In the face of these assumptions, it is necessary to urge
that further research needs to be made in order to achieve a more complete
answer, but limitations in time and scope have made it hard to do. On one side,
the relation that Spotify establishes between users and supporting advertisers
– those that provide economic support for Spotify´s free version – is not
mentioned at all. Remarking this is important because such connection also
takes part in the company´s sharing-economy approach, by establishing a
parallel two-sided market between advertisers and music listeners.

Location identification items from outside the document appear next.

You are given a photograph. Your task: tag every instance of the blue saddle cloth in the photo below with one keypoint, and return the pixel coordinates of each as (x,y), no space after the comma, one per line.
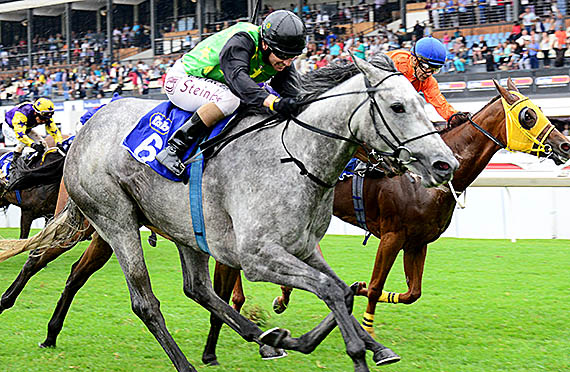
(151,134)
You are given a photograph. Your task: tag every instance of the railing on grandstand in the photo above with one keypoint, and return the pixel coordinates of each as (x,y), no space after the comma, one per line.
(480,13)
(17,57)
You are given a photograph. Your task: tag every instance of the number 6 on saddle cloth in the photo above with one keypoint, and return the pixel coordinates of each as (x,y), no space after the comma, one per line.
(152,132)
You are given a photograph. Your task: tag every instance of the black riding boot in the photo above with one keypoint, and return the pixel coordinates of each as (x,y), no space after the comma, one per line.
(178,144)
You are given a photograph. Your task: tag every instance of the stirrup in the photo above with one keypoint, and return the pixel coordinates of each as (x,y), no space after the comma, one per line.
(169,158)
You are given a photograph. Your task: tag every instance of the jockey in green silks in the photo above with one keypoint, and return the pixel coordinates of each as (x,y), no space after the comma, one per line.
(223,71)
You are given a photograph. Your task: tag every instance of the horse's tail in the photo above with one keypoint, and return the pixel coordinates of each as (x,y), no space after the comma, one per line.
(64,231)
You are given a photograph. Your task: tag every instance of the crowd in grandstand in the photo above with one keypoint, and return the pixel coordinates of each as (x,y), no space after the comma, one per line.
(538,38)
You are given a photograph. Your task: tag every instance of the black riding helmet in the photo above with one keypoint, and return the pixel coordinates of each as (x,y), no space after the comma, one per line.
(285,33)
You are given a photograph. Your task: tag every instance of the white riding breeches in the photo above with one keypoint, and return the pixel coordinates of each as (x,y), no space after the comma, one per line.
(191,92)
(10,138)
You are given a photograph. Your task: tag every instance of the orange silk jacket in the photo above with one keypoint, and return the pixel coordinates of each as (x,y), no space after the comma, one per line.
(402,60)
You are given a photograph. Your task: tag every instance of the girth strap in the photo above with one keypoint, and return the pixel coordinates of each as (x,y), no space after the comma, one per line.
(358,203)
(195,181)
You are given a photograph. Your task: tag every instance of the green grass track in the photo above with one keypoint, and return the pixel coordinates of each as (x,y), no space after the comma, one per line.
(487,305)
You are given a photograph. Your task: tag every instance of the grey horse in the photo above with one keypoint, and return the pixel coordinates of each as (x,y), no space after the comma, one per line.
(261,216)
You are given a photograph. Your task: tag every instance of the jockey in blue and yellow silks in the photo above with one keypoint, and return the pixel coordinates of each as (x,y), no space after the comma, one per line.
(22,119)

On the other side, regarding the limitations´ section, it
is still unclear if the company´s gains thanks to its revenue distributions
compensate for the implicit costs that the absence of some artists generates. That
is, it has been assumed that, although it limits the network´s expansion, the company´s
distribution methods are the most suitable for its economic growth, but no
research or analysis has been made over such assumption.



2.     Conclusion

All the used information, as well as the self-made
opinions, lead this study to a clear conclusion: Spotify´s digital
platform plays an important role in the sharing economy of musical assets.
Through its two-sided-market architecture, the firm has been able to establish
a system that allows its users´ network to expand rapidly, by using both
same-side and cross-side network effects as boosters. Therefore, it breaks the
ground in terms of digital strategy and sets an example of how other businesses
can achieve such a high growth rate, by complementing different ways of
functioning. However, this does not mean that no improvements can be made,
since Spotify faces some limitations regarding its supply side. That is, some
artists refuse to provide their music through the platform because they believe
that its payment method is not fair.